Harvey Norman is one of Australia’s largest home and electronics retailers (180+ stores). After launching e-commerce in the 2010s, the company centralised its shipping using a single platform. Rather than each department booking carriers manually, Harvey Norman deployed a unified fulfilment engine across its network. The result was a massive efficiency gain: fulfilment time (from order to ready-to-ship) fell by nearly 90%. Suddenly, stores could offer same‑day delivery nationwide. Customers gained the ability to choose standard or express shipping with instant quotes at checkout, and track their deliveries in real time via SMS or an app – much like tracking a pizza delivery. From the back end, store managers went from minutes of manual data entry per order to just a couple of clicks to book shipping, freeing staff for customer service. Conversion rates reportedly rose (roughly 10% more online sales) because of faster shipping and a consistent customer experience. In essence, Harvey Norman’s success came from treating all their stores as one combined warehouse network, underpinned by software that automated shipping workflows and integrated loyalty and payment systems.
Each of these cases – in Australia and beyond – illustrates key lessons: flexibility (offering many fulfilment options) drives sales and loyalty; technology integration pays off; and physical stores can be reimagined not just as places to shop, but as multi-purpose fulfilment and marketing centres. The business impact can be measured in faster deliveries, higher conversion, increased basket size, and often, new revenue streams.
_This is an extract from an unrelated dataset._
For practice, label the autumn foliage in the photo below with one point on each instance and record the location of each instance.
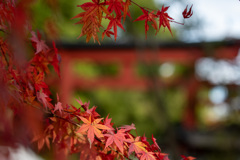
(116, 12)
(28, 114)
Store fulfilment models continue evolving. Key trends to watch include:
Overall, the future of fulfilment is about greater speed, convenience and integration. Any retailer not exploiting store-based fulfilment risks falling behind as leading competitors make each store an effective mini-distribution centre.
In summary, strategic store fulfilment is about agility and integration. Retailers who master these models will grow by turning stores into agile fulfilment hubs, meeting modern shoppers’ expectations on every channel. By combining the right mix of ship-from-store, click-and-collect, and other innovative approaches – underpinned by real-time tech and disciplined execution – businesses can boost sales, cut costs, and create a seamless experience that retains customers for the long haul.